La baja variabilidad encontrada en el presente trabajo en los patrones fenólicos del polen de Zea sugiere que esos perfiles han estado muy conservados durante el surgimiento de las diferentes especies del género, lo cual ocurrió casi de manera contemporánea hace 100,000 a 300,000 años (Gaut y Clegg, 1993; Ross-Ibarra et al., 2009), lo que podría estar asociado al importante papel que los flavonoides llevan a cabo en el funcionamiento normal del polen (Coe et al., 1981), como ha sido corroborado en maíz (Pollak et al., 1995).

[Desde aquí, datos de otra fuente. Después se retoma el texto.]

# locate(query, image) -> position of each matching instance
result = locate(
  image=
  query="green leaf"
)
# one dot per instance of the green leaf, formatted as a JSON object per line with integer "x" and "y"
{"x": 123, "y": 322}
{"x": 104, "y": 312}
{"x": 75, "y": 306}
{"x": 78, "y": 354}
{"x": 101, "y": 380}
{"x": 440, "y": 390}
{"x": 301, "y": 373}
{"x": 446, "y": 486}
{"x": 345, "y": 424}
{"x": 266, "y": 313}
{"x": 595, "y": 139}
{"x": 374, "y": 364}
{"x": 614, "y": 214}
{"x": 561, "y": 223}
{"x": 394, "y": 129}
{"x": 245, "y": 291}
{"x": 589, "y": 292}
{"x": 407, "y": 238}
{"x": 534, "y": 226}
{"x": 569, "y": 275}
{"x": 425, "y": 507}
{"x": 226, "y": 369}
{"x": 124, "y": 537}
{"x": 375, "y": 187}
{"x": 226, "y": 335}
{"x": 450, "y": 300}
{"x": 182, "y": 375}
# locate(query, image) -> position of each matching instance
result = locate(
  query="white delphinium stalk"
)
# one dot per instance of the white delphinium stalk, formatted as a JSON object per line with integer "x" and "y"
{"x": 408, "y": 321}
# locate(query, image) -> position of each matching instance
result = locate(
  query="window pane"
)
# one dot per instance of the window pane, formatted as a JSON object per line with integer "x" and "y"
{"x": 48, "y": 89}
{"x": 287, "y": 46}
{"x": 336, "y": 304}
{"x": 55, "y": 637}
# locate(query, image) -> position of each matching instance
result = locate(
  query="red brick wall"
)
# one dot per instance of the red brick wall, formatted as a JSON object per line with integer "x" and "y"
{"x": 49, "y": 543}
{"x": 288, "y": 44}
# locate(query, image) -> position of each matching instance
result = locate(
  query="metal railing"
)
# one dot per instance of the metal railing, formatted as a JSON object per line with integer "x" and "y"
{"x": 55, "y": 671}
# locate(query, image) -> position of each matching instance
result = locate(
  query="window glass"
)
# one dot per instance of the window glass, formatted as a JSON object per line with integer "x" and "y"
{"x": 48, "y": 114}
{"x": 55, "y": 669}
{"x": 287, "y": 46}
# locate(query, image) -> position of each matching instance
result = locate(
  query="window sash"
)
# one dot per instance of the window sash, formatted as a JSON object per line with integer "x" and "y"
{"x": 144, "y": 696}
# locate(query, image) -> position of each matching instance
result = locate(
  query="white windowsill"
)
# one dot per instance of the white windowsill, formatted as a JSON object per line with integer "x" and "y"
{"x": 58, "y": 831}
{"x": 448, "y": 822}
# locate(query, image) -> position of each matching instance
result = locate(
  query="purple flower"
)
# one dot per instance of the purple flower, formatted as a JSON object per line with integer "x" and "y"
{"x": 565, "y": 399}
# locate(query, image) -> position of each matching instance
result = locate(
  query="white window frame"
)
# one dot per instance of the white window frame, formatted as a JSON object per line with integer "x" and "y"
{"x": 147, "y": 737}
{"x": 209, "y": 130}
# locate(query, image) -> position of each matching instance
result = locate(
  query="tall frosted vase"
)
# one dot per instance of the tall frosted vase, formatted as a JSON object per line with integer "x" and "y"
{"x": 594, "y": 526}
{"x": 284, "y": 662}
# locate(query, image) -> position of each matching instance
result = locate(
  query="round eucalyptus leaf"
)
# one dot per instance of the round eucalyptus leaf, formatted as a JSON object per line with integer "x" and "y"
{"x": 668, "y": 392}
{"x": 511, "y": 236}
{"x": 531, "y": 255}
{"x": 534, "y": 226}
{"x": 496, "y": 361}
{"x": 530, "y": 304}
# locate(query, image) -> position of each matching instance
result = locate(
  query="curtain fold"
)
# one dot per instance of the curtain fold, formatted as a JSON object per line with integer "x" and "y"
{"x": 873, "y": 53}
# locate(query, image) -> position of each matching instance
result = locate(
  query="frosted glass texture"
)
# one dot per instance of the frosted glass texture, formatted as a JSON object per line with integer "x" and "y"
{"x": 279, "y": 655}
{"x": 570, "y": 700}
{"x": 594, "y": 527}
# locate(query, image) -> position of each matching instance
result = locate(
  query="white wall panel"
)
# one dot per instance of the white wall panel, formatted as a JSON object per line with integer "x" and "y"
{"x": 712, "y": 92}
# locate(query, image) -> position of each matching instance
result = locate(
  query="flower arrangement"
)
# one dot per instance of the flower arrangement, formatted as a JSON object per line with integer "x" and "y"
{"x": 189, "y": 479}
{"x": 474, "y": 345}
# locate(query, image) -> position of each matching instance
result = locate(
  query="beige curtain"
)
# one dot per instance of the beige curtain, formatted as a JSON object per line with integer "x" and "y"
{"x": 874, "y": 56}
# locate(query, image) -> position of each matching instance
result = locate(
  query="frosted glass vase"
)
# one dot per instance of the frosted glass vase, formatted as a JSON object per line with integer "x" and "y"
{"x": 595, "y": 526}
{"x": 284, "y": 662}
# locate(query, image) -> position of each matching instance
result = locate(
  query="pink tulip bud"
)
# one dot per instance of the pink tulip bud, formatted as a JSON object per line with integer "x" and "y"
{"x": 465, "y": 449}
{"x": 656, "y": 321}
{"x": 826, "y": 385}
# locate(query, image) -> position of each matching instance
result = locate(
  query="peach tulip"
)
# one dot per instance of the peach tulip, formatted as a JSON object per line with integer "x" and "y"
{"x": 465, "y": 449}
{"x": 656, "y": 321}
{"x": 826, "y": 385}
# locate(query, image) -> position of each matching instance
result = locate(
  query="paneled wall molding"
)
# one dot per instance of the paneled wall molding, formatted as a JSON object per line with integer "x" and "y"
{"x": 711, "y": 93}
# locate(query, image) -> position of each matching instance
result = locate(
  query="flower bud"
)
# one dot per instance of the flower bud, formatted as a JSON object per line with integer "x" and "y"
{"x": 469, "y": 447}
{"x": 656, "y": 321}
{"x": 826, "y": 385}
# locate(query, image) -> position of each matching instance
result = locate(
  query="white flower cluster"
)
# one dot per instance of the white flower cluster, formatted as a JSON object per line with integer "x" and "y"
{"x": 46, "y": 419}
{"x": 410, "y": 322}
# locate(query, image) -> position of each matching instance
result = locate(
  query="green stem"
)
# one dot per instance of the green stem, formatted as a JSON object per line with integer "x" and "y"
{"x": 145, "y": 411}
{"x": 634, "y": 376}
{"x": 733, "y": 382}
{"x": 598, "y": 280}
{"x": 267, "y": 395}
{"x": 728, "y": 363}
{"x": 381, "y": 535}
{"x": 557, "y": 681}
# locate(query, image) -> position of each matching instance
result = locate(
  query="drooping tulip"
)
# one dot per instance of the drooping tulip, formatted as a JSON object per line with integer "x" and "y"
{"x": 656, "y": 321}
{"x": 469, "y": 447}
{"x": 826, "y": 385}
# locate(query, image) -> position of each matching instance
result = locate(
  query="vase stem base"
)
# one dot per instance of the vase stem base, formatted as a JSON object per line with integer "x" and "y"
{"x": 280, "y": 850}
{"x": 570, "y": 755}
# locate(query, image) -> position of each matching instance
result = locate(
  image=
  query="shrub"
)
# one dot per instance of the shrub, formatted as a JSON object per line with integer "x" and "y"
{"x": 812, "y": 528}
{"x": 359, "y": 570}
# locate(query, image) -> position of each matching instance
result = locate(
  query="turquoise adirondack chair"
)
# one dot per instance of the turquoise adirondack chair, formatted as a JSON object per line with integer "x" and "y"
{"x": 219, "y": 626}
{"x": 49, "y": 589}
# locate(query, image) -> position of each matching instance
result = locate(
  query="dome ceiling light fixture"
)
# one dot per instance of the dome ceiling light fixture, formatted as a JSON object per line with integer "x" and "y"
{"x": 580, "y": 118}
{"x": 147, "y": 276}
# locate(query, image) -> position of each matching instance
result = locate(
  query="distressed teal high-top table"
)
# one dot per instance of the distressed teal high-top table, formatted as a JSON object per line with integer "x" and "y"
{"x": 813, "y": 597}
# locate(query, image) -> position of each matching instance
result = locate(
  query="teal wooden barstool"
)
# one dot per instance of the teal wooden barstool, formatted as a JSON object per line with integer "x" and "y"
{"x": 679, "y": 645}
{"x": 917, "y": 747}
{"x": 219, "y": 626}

Nuestros resultados se suman a la propuesta de algunos autores (Doebley et al., 1984; Doebley et al., 1987) de considerar al maíz y algunos teocintles como grupos conespecíficos, los cuales comparten procesos celulares esenciales del desarrollo (Dermastia et al., 2009) pues también comparten procesos cruciales de la síntesis y acumulación de fenoles en las estructuras reproductivas masculinas, como lo revela la semejanza encontrada de los perfiles fenólicos.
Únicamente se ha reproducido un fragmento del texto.